When John Smith traveled across the Northern Neck, from the Rappahannock to the Potomac, in the winter of 1607, he probably saw many birds, for this was their season.

"In winter," he wrote, "there are great plenty of Swans, Craynes gray and white with blacke wings, Herons, Geese, Brants, Ducke, Wigeon, Dotterell, Oxeies, Parrots, and Pigeons. Of all those sorts great abundance, and some other strange kinds, to vs unknowne by name. But in sommer not any, or a very few to be seene."

For ages wildfowl had been multiplying with little to hinder them. The Indians killed only what they needed and their weapons were too primitive to make an impression on the great flocks of waterfowl that came to the rivers and marshes to feed on the heavy growth of wild celery, oats and other aquatic plants.

In early winter when these fowl gathered in their annual migration from the North the sky, it was said, was darkened with them as they arose and descended from their feeding grounds in the marshes lying along shore.

John Smith probably heard the trumpet notes of the swans and saw the pattern of flight of the wild geese many times while on his "journie."

He may have at some time seen one of the flightless Great Auks, swimming along down the Bay on its way South for the winter. Or he may have espied a heath hen on the shores of the Chesapeake.

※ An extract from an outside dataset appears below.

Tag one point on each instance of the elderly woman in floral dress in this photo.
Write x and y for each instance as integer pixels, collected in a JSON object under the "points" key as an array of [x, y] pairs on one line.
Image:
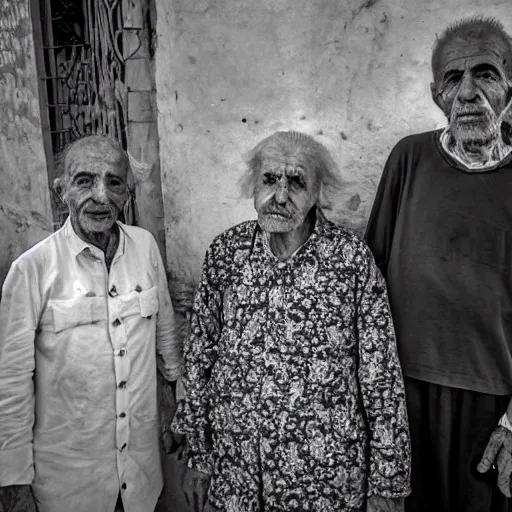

It is doubtful if he saw very many of the "Parrots" he mentioned. They were nocturnal creatures—small, swift, bright and beautiful. The passenger pigeons came in such flocks that their "weights brake down the limbs of large trees thereon they rested at night."

There were many red birds to brighten the somber forest aisles. A little bird with white breast and black wings and back was called "snow-bird" by the English because it arrived at the first fall of snow. Captain Smith probably saw these in the vicinity of the Indian villages as they stayed near habitations.

Turkeys were common in the reedy marshes. Flocks of four and five hundred were not unusual. These wild turkeys, early writers say, averaged forty pounds in weight.

Quail and other common varieties of birds were abundant.